Out with A/B Testing, In with Continuous Experimentation

In the iconic movie Glengarry Glen Ross, four real estate salesmen go above and beyond to sell their Florida developments, and their rule of thumb was this: ABC, or, “always be closing.” For marketers, we hold just as tightly to our own version of the phrase: ABT, “always be testing.”

This mantra is so familiar to marketers because testing different iterations of the customer experience is a proven route to improving metrics and business results. Whether it’s personalizing a website, mobile app, email campaign, or even direct mail, creating different variations and analyzing which performs best is at the heart of data-driven marketing.

But while A/B testing—and multivariate testing—is a powerful tool for marketers to inform their decision making, it is not always the best solution for making improvements within email marketing programs. Brands also need a way to test the best experience for each person and then improve over time.

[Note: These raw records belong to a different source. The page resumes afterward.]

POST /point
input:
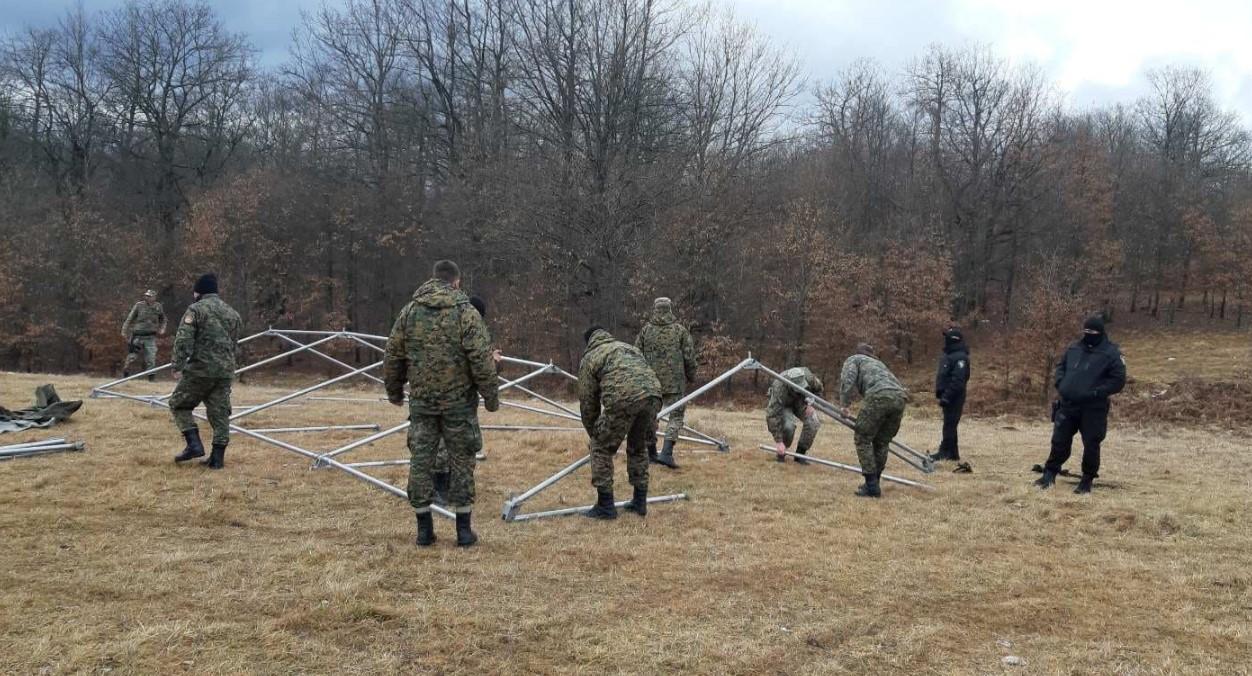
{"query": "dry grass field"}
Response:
(118, 561)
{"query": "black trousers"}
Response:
(949, 446)
(1091, 422)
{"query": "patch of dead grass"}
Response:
(117, 560)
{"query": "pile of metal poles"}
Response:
(39, 448)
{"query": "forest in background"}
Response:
(579, 158)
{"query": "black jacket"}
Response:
(1088, 376)
(953, 373)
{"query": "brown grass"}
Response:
(115, 560)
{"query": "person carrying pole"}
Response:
(143, 324)
(950, 382)
(619, 397)
(788, 407)
(441, 348)
(669, 349)
(880, 413)
(205, 351)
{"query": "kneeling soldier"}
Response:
(879, 417)
(788, 407)
(619, 397)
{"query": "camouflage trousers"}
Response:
(148, 352)
(636, 423)
(877, 425)
(460, 433)
(214, 393)
(809, 427)
(677, 417)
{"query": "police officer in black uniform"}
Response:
(950, 391)
(1088, 373)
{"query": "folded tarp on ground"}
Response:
(48, 411)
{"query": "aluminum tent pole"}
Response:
(846, 467)
(831, 412)
(571, 511)
(706, 387)
(306, 391)
(515, 503)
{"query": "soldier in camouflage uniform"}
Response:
(441, 348)
(619, 397)
(143, 324)
(442, 468)
(788, 407)
(880, 414)
(204, 363)
(669, 349)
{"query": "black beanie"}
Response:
(207, 283)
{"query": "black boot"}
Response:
(442, 480)
(801, 451)
(425, 530)
(870, 487)
(639, 503)
(666, 456)
(193, 450)
(217, 457)
(604, 507)
(466, 536)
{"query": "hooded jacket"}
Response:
(1089, 374)
(953, 373)
(441, 347)
(784, 398)
(669, 349)
(612, 376)
(208, 339)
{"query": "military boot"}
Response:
(442, 480)
(217, 457)
(604, 507)
(193, 450)
(425, 530)
(870, 487)
(801, 451)
(466, 537)
(666, 456)
(639, 503)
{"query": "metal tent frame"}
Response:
(308, 342)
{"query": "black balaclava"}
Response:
(952, 339)
(1093, 323)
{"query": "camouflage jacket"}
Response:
(144, 319)
(208, 339)
(867, 376)
(784, 398)
(667, 347)
(612, 374)
(441, 348)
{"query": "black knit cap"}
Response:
(207, 283)
(1094, 322)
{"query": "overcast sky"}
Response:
(1096, 50)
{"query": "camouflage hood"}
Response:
(662, 317)
(437, 293)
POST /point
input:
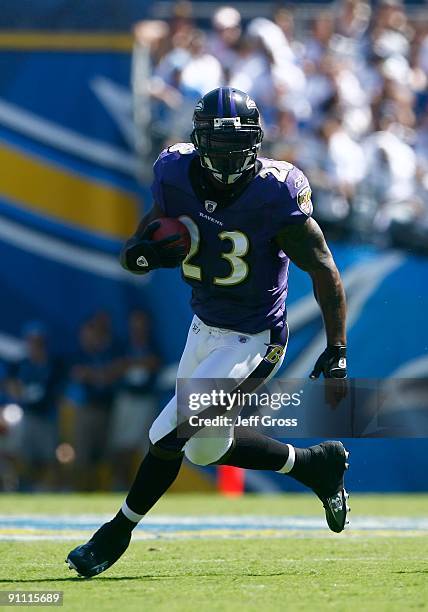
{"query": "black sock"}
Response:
(255, 451)
(156, 474)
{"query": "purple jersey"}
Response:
(237, 272)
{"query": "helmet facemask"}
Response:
(227, 149)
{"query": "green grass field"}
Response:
(302, 571)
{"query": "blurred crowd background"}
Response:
(342, 92)
(78, 422)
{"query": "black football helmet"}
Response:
(227, 133)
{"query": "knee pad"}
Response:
(204, 451)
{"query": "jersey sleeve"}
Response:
(294, 200)
(168, 168)
(156, 188)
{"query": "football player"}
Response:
(247, 217)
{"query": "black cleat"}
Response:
(105, 547)
(326, 470)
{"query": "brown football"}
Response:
(170, 226)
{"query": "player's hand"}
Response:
(332, 364)
(143, 254)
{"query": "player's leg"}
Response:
(320, 467)
(156, 473)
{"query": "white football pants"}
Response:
(211, 352)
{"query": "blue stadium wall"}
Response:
(68, 197)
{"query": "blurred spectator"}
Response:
(222, 41)
(136, 406)
(94, 375)
(35, 383)
(333, 91)
(10, 435)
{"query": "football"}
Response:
(169, 227)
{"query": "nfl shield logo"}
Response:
(210, 206)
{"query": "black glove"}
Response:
(331, 363)
(143, 254)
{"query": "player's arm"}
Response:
(141, 254)
(306, 246)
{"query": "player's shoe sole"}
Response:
(333, 494)
(324, 474)
(103, 550)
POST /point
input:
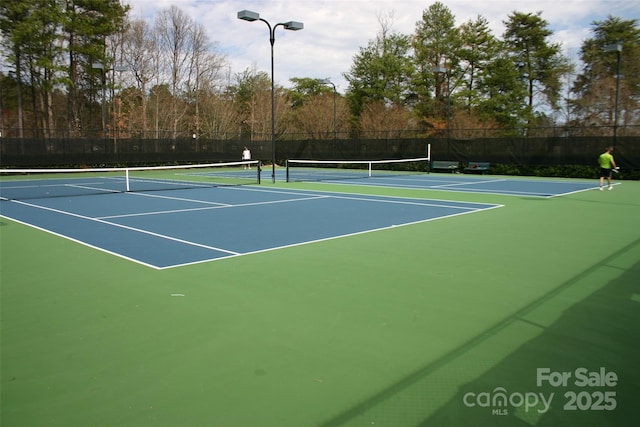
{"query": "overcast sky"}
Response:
(334, 30)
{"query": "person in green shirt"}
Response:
(607, 165)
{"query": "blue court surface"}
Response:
(510, 186)
(164, 229)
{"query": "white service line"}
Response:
(138, 230)
(211, 207)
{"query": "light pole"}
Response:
(247, 15)
(615, 47)
(335, 92)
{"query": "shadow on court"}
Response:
(598, 333)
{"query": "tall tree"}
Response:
(381, 72)
(436, 43)
(540, 62)
(87, 25)
(478, 48)
(595, 87)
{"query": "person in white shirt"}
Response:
(246, 155)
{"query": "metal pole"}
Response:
(272, 39)
(615, 112)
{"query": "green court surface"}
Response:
(465, 321)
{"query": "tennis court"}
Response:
(422, 300)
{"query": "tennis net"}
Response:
(321, 170)
(21, 184)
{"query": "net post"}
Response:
(287, 169)
(259, 168)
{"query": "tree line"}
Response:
(79, 68)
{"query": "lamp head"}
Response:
(247, 15)
(293, 25)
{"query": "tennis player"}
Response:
(607, 165)
(246, 155)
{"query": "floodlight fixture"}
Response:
(247, 15)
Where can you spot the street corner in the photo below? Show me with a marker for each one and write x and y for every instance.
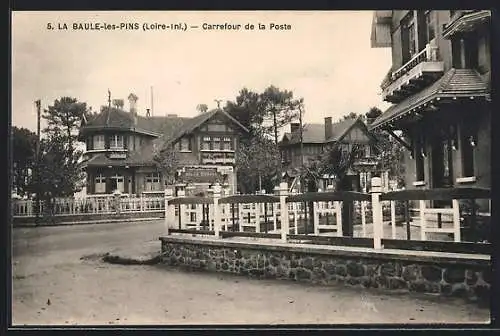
(146, 253)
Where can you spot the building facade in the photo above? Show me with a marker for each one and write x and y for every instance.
(121, 148)
(439, 85)
(317, 138)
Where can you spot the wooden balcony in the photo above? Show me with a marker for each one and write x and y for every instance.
(423, 69)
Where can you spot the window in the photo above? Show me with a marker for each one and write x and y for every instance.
(228, 143)
(100, 184)
(430, 25)
(216, 143)
(419, 158)
(465, 52)
(99, 142)
(206, 143)
(468, 138)
(408, 37)
(117, 183)
(216, 127)
(367, 151)
(116, 142)
(153, 182)
(184, 145)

The Challenge With A/B Testing

As technology has evolved, A/B testing has become much easier to build and deploy, and measuring results between control versions and new variations has become far more efficient. But while this process has greatly improved, traditional A/B testing tends to be geared towards specific business use cases. It tests creative variations determined by a marketer—background images or CTA button text and colors to name a few—within a single campaign that’s split across different audiences.

While this approach will help marketers determine which of the variations tested delivers the most clicks, the method is at odds with what we know about personalization. More than any other recent marketing strategy, 1:1 personalization has proven time and again its unparalleled effectiveness for not only improving short-term engagement, but long-term loyalty. However, the results of A/B testing can only yield the best message variation for the majority of people.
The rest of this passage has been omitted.